The Truth, Mainly - 04/21/1997

Looking back to 1997 and the origin of the Millennial Wars
by Leon Satterfield

Historians in the 21st century don't agree on every aspect of the Great American Millennial Wars. They do agree, though, that the die was cast in the year 2000 when the Hard Rock Lost Lambs o' God used crop dusters to spray Mossback Roman Catholics with a compound that made them allergic to holy water.

They also agree that the seeds of the war had been planted back in 1997.

It was in February of '97 that Judge Roy Moore decided not to obey a higher court ruling that he must remove the Ten Commandments from his Alabama courtroom wall and stop holding prayer meetings with the jury pool.

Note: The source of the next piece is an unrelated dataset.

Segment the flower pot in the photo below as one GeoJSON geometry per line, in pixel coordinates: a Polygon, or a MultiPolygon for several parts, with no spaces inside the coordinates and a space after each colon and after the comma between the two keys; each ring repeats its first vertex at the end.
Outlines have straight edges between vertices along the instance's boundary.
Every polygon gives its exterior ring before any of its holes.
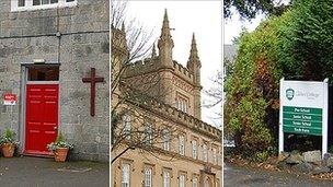
{"type": "Polygon", "coordinates": [[[56,162],[65,162],[68,153],[68,148],[58,148],[55,151],[55,160],[56,162]]]}
{"type": "Polygon", "coordinates": [[[14,155],[15,151],[15,144],[14,143],[3,143],[1,145],[2,154],[4,157],[12,157],[14,155]]]}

Judge Moore maintained he was obliged to practice his religion in court.

"My duty under the Constitution is to acknowledge the Judeo-Christian God," he said. But not the deities of religions that don't worship "the God of the Holy Bible on which this country was founded" (LJS, April 12, '97).

Alabama Gov. Fob James said that if necessary he'd call out the National Guard to defend Judge Moore's right to be religious in court. The U.S. House of Representatives voted 295-125 to support Judge Moore, and on April 12, 1997, thousands turned out in Montgomery for a rally on his behalf (LJS, April 13, '97).

But the real trouble, historians all agree, started a year later in the spring of 1998 when a Southern Baptist judge in Arkansas decided that if a little government establishment of religion was good, a lot would be better. A generalized Judeo-Christian court was too easy: he would set up a specifically Baptist court.

So he installed a baptistry and totally immersed witnesses before they testified. Theological dispute broke out when the courtroom janitor—a suspected Unitarian—grew snappish over cleaning up the splashes on the floor and slipped a quart of indelible blue dye into the baptistry.

Other Arkansas sects, fearful they wouldn't get a fair shake if they refused total immersion, found judges in their congregations who agreed to run courts according to their religious convictions.

The practice spread, and by the beginning of 1999, nearly every denomination in the U.S. had its own home court advantage. A few examples:

•In the Episcopalian court, sessions began with the burning of incense and the ringing of chimes. "Smells and bells," an indignant Quaker snorted.

•In the Mormon court, you couldn't enter unless you arrived in twos and on bicycles.

•In the Presbyterian court, no juries were needed, the verdict having already been predestined.

•In the Lutheran court, sessions began with ritual denunciations of Garrison Keillor, followed by sacramental servings of Jello and Tuna Hot Dish.

•In the Methodist court, witnesses had to repeat the Apostles' Creed, but they didn't have to believe it.

•In the Roman Catholic court, everybody —defendants, plaintiffs, lawyers, onlookers—had to confess. Depending on what they confessed to, they might get anything from life sentences to 20 Hail Marys. In the Mossback Catholic court—Latin only, please—it was 20 Ave Marias.

And it was Latin, all the 21st century historians agree, that precipitated the final breakdown of American unity.

It came when a suit was brought in the Hard Rock Lost Lambs o' God court to do away with the Latin inscription on the Great Seal of the United States, "E pluribus unum." While the notion of "one out of many" was naively noble, albeit secular, it was unacceptable because it was in Latin.

Not just because the Hard Rock Lost Lambs o' God had long since declared English divinely ordained: "If God didn't want His Elect to speak English, why did we grow up talking this way?" It was also because Latin, by long Papist association, was clearly of Satanic origin, and therefore probably unconstitutional. By 2000, almost no one actually read the Constitution any more.

The anti-Latin bias naturally upset the Mossback Catholics and they began showing up on talk shows with Hard Rock Lost Lambs o' God jokes. In Latin, of course. The Elect couldn't understand the jokes, so they assumed the worst.

When their ethnic cleansing attempt—"Send the mackerel-snappers back to Rome!"—failed, their aerial spraying of the Mossbacks began. Massive retaliation ensued: Hard Rock Lost Lambs o' God lay leaders woke up one morning with 666 stenciled on their foreheads.

Soon other sects joined in and the Great American Millennial Wars were on.

By the time the carnage ended in 2020, the United States had disintegrated into 462 separate theocracies.

Judge Roy Moore, alarmed by the furor he'd set off, had converted to Islam and relocated in Iran back in 2002. There he was named the Ayatollah Roy and encouraged to continue his experiments in sectarian jurisprudence, free at last of religious diversity and outmoded ideas about separation of church and state.


Lincoln English Professor Satterfield writes to salvage clarity from his confusion. His column appears on alternate Mondays.